Must-haves on your 404 page:

Clear message (“Oops, page not found!”)

Helpful links to popular or recent content

A search bar or homepage button


6. 🔍 Monitor Broken Links Regularly

Broken links are an ongoing issue—not a one-time fix.

Tips:

Schedule monthly audits

Set up automated alerts via Ahrefs or SEMrush

Encourage your team to report broken links during routine updates


7. 📦 Keep Your Sitemap Updated

Search engines rely on your sitemap to discover valid URLs.

Action steps:

Remove outdated or broken pages from your sitemap

Only include indexable, canonical, and live URLs

Resubmit to Google Search Console after updates


8. 💬 Ask for Backlink Fixes (for Broken Inbound Links)
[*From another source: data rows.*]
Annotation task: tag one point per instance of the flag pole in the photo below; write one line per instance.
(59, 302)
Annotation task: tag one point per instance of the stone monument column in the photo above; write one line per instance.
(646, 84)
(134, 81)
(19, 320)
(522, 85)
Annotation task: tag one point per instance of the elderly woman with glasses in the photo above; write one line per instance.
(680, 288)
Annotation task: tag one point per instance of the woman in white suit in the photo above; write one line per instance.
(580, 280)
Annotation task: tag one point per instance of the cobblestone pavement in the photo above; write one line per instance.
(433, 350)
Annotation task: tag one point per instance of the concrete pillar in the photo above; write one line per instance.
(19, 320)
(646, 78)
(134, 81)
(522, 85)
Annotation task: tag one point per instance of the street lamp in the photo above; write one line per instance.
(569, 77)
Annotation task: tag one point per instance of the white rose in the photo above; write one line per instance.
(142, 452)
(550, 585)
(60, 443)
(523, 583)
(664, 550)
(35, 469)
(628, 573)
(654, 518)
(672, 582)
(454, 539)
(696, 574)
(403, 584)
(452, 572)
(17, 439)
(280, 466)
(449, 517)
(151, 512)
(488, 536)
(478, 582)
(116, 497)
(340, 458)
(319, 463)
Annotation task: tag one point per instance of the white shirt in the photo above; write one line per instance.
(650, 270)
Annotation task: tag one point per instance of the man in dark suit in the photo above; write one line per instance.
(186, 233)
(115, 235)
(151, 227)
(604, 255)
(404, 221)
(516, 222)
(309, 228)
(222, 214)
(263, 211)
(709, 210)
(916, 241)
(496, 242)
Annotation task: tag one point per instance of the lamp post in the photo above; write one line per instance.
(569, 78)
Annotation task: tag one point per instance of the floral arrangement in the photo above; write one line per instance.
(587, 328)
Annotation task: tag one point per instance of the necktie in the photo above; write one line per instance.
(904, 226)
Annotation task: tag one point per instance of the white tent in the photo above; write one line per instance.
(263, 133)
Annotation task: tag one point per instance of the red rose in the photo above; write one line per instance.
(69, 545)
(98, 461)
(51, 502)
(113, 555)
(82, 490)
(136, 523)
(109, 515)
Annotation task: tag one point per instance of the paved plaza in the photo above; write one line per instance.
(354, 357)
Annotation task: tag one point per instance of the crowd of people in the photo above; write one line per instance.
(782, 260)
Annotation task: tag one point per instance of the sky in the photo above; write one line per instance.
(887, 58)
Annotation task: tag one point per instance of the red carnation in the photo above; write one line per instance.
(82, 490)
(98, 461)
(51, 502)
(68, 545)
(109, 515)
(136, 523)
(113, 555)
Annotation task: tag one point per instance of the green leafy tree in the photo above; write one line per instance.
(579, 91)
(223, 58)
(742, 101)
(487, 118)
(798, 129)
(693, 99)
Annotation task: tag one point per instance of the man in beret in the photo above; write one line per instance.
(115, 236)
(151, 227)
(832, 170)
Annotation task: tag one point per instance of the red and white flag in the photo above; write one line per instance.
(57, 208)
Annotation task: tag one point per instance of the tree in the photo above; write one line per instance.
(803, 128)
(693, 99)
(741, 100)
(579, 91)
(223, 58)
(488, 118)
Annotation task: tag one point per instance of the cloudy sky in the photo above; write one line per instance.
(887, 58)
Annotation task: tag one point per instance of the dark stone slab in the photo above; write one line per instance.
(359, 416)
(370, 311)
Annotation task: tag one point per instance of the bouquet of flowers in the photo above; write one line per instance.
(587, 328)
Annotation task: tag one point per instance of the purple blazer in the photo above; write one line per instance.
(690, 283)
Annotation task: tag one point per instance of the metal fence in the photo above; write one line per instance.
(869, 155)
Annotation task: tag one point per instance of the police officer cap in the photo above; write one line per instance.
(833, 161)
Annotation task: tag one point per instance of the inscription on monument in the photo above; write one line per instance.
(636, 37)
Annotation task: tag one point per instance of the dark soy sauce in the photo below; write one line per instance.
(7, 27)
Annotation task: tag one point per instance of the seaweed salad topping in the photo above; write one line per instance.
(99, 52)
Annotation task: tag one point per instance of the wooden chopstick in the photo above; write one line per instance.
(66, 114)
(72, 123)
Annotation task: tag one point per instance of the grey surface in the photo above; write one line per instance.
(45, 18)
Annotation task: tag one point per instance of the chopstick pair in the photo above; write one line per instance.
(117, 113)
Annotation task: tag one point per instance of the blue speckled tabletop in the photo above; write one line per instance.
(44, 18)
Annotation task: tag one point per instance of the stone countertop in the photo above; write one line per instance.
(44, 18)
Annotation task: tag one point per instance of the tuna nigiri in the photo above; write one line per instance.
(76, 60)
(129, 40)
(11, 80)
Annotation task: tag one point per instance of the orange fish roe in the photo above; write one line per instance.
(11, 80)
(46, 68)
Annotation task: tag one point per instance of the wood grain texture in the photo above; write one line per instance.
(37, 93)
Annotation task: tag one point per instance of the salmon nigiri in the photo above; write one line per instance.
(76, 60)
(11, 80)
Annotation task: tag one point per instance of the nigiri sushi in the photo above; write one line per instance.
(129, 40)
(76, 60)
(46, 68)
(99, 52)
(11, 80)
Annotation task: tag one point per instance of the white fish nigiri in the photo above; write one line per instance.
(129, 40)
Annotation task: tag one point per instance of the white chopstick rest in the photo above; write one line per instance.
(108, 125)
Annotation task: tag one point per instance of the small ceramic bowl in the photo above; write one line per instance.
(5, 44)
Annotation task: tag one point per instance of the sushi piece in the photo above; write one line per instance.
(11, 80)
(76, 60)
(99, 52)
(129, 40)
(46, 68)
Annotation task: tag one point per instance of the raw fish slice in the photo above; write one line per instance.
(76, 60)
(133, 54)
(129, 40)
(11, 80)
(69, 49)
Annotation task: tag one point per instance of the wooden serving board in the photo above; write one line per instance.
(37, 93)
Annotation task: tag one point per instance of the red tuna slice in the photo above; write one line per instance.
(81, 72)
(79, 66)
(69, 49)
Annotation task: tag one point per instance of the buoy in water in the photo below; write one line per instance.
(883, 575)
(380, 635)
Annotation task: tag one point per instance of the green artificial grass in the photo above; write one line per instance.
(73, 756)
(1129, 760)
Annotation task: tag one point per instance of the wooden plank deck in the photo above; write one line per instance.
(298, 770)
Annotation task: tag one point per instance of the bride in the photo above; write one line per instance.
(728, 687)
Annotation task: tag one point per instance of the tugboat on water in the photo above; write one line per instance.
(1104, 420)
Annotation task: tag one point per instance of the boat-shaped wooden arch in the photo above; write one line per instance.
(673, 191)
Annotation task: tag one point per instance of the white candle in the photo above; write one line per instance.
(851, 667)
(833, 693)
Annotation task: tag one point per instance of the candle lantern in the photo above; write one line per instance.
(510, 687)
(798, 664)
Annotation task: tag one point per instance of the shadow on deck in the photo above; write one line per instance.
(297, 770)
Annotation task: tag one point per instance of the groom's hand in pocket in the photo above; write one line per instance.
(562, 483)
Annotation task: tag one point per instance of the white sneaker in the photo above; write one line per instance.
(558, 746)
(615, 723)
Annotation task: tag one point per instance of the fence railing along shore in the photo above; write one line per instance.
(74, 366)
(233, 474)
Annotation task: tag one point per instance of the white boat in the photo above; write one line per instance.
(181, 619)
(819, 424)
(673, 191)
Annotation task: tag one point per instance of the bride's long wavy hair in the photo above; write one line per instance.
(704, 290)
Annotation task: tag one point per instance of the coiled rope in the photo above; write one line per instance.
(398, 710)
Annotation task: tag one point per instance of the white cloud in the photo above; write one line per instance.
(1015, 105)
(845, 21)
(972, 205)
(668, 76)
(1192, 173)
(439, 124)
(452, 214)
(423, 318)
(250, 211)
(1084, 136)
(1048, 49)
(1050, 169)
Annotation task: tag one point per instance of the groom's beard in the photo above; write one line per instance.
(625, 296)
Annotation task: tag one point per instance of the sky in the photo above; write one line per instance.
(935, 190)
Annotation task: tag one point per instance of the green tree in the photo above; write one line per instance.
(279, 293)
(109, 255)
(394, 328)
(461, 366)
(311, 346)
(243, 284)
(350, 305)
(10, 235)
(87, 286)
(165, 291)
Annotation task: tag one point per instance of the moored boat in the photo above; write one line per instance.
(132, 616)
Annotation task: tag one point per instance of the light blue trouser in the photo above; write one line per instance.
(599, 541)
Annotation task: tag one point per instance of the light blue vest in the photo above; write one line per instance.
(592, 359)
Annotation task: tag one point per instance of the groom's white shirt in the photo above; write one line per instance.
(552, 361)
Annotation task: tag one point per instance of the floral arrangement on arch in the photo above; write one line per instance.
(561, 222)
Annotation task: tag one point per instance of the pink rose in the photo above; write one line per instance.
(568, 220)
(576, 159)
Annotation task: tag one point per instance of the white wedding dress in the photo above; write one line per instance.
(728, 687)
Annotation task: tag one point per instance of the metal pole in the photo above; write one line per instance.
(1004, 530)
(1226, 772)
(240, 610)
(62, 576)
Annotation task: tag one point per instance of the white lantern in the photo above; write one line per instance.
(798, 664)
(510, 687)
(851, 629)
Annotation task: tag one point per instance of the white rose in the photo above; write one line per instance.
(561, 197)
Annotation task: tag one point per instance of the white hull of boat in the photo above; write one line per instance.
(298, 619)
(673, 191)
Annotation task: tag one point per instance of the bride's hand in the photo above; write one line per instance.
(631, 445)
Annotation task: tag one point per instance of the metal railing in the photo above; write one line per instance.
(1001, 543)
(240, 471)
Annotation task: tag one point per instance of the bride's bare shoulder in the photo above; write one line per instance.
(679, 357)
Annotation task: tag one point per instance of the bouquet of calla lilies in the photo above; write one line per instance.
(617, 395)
If another website is linking to a broken page on your site, reach out and ask them to update the link.

Why it matters:

Reclaim lost link equity

Improve referral traffic

Strengthen your domain authority

Use tools like Ahrefs to find broken backlinks under “Best by Links > 404 Pages.”


9. 🧱 Use Plugins or Extensions to Fix Links in Bulk

If you're on WordPress or similar CMS, you can speed up fixes with plugins.

Popular options:

Broken Link Checker (WordPress)

Redirection Plugin – Easily manage 301s

Link Whisper – Helps with internal linking and fixing broken paths


10. 🧠 Train Your Content Team on Link Hygiene

Broken links often creep in from user-generated content, blog updates, or poor CMS practices.

Prevention tips:

Educate your writers and editors to double-check links before publishing

Use built-in link checkers or browser extensions

Establish a link-checking step in your content QA process


🚀 Fixing Broken Links = Higher Rankings & Better UX

Every broken link is a missed opportunity—for conversions, traffic, and SEO. By staying proactive and using these 10 smart strategies, you can maintain a clean, healthy, and optimized website.